People may finally be nearing their limit.
Despite a growth burst that more than doubled the global human population over the past 50 years, a study released today predicts it will peak at 9 billion by the year 2070 and then begin to decline.
"People thought for many years that we would breed ourselves out of existence," says Warren Sanderson, a professor of economics and history at State University of New York at Stonybrook and co-author of the study appearing in this week's Nature. "They thought we'd produce so many children, there would be no standing room left on the planet. But now it seems our population will peak.
"And that's an optimistic message."
The study is the first to pinpoint an end to the burgeoning population. The scientists estimate there is an 85 percent chance the species will taper to about 8.4 billion by the year 2100. The current world population is counted at 6.1 billion.

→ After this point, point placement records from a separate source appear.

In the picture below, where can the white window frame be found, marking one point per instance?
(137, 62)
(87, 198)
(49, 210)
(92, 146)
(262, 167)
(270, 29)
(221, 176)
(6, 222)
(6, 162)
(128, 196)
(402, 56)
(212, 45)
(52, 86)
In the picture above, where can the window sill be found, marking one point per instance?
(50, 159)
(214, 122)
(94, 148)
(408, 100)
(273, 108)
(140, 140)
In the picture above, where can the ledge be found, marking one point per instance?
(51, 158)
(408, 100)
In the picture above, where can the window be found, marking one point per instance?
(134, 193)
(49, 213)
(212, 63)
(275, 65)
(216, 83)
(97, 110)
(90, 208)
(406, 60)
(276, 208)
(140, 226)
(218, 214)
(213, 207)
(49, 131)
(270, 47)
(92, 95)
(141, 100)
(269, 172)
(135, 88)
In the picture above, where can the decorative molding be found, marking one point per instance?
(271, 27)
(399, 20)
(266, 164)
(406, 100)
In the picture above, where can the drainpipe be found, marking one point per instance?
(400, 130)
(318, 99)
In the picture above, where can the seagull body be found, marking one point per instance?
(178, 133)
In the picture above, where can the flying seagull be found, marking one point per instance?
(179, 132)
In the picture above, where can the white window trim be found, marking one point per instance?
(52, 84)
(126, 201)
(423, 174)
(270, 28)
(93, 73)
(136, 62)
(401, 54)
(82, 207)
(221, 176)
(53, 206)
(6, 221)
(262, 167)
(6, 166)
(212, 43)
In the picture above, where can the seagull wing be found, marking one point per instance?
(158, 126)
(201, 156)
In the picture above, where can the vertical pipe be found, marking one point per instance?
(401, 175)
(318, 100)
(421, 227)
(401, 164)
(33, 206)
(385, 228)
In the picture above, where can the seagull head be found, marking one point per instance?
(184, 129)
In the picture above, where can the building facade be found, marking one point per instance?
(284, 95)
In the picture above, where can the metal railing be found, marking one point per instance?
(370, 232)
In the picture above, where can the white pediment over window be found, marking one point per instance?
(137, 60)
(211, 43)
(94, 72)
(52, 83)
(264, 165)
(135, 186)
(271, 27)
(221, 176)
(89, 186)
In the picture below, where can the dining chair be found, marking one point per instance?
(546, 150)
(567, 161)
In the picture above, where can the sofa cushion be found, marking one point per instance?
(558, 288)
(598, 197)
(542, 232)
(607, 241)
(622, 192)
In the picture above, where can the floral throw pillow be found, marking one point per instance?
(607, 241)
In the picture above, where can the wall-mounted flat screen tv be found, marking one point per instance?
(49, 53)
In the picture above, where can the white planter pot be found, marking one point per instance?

Previous demographic studies by the United Nations had projected higher populations of 9.32 billion by the year 2050, with no decline in growth. Part of the reason for the different predictions is the new study anticipates the number of children born per woman will go down.
Forecasts Never Certain
Like the weather, population is tricky to predict since it is dependent on so many independent factors, including disease, wars and social trends. Demographers in the 1930s, for example, never predicted the post-World War II baby boom that caused populations to spike in the United States. Later, they also missed that U.S. birth rates would drop significantly by the 1970s.
In order to reflect the uncertainty of population prediction, the researchers, based at the International Institute for Applied Systems Analysis in Laxenburg, Austria, framed their findings in probabilities.
The team determined there is a 20 percent chance the population will peak by the year 2050, a 55 percent chance it will peak by 2075 and an 85 percent chance numbers will reach their limit in the next century. Sanderson says this method can provide policy makers with a more precise estimate of what to expect.
But others argue the predictions could be dangerously misleading even though they are framed in probabilities.
"It's a mistake to think we can stop worrying about population growth," says Robert Engelman, vice president for research for Population Action International, a Washington-based advocacy group. "The population growth problem isn't solved until we've solved it."
While most developed countries, particularly in Europe, have shown signs of declining, or soon-to-be declining populations, developing nations in sub-Saharan Africa and in western Asia still have high population growth. According to U.N. findings, Chad's population is growing by 3.3 percent every year, Yemen's population is expanding at the same rate and Madagascar is growing by 3 percent annually.
Part of the reason, says Engelmen, is women in these countries often have many children, starting at a young age. He argues it's important for the United States and other countries to promote family planning programs around the world in order to encourage lower global birth rates.
The Population Divide
In order to maintain a stable population, women must average 2.1 children each, a figure known as the replacement fertility rate. Two children replace the woman and her partner and the 0.1 figure reflects infant mortality rates.